Noch nie seit dem Start des APA/OGM-Vertrauensindex im Jahr 2003 hatte eine Regierung so schwache Werte wie die scheidende aus ÖVP und Grünen. Im August kamen die türkis-grünen Regierungsmitglieder nur noch auf durchschnittlich minus 13,3 Punkte.
Sowohl der anfängliche Höhenflug 2020 als auch der folgende Absturz war rekordverdächtig. „Eine solche Berg- und Talfahrt innerhalb einer Regierungsperiode war bisher noch nie zu beobachten“, sagt OGM-Data Scientist Johannes Klotz.
Vertrauensvorschuss
Für den Vertrauensindex fragt OGM seit 2003 mehrmals jährlich, wie viele Österreicherinnen und Österreicher den einzelnen Bundespolitikern vertrauen und wie viele ihnen nicht vertrauen. Neue Regierungen genießen üblicherweise einen Vertrauensvorschuss. Sie starten nach der Angelobung also mit positiven Werten. So auch diesmal: Im Durchschnitt kamen die türkis-grünen Minister und Staatssekretäre im Jänner 2020 auf 9,1 Punkte.
Zum Vergleich: Die beiden großen Koalitionen aus SPÖ und ÖVP unter Alfred Gusenbauer und Werner Faymann kamen zu Beginn auf 13,5 bzw. 14,4 Punkte und rutschten danach deutlich ab.

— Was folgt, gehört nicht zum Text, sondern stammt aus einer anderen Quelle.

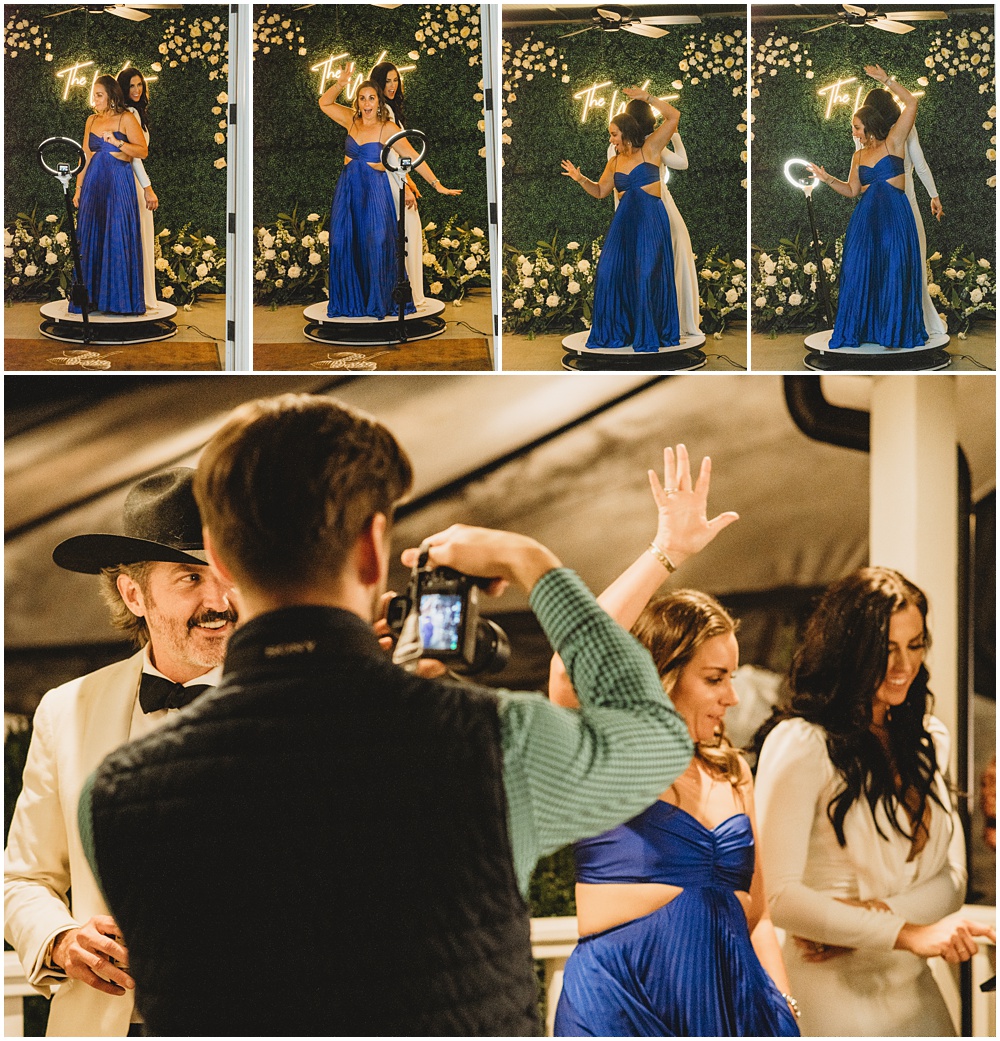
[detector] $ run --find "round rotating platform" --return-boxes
[805,329,951,373]
[302,297,444,347]
[562,329,708,373]
[39,300,177,347]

Anders die türkis-blaue Regierung unter Sebastian Kurz: für sie gab es nach dem polarisierenden Wahlkampf 2017 keinen Vertrauensvorschuss. ÖVP und FPÖ starteten nur leicht im Plus (2,3 Punkte), hielten sich danach aber immerhin im positiven Bereich.
Höhenflug während der Pandemie
Die Vertrauenskurve der aktuellen türkis-grünen Koalition ist daher gleich zweifach ungewöhnlich. Denn gleich nach dem Start erlebte sie einen bis dato nicht gekannten Höhenflug. Zu Beginn der Coronakrise lag die ÖVP in der Sonntagsfrage deutlich über 40 Prozent und auch im Vertrauensindex schaffte die Regierung im März 2020 einen neuen Höchstwert von 19,5 Punkten.
Auf den steilen Aufstieg folgte aber ein ebenso rasanter Absturz: Schon 2021 kippten die Vertrauenswerte ins Minus. Im April 2023 registrierte der Vertrauensindex der Regierungsmitglieder ein Allzeit-Tief von minus 16,3 Punkten.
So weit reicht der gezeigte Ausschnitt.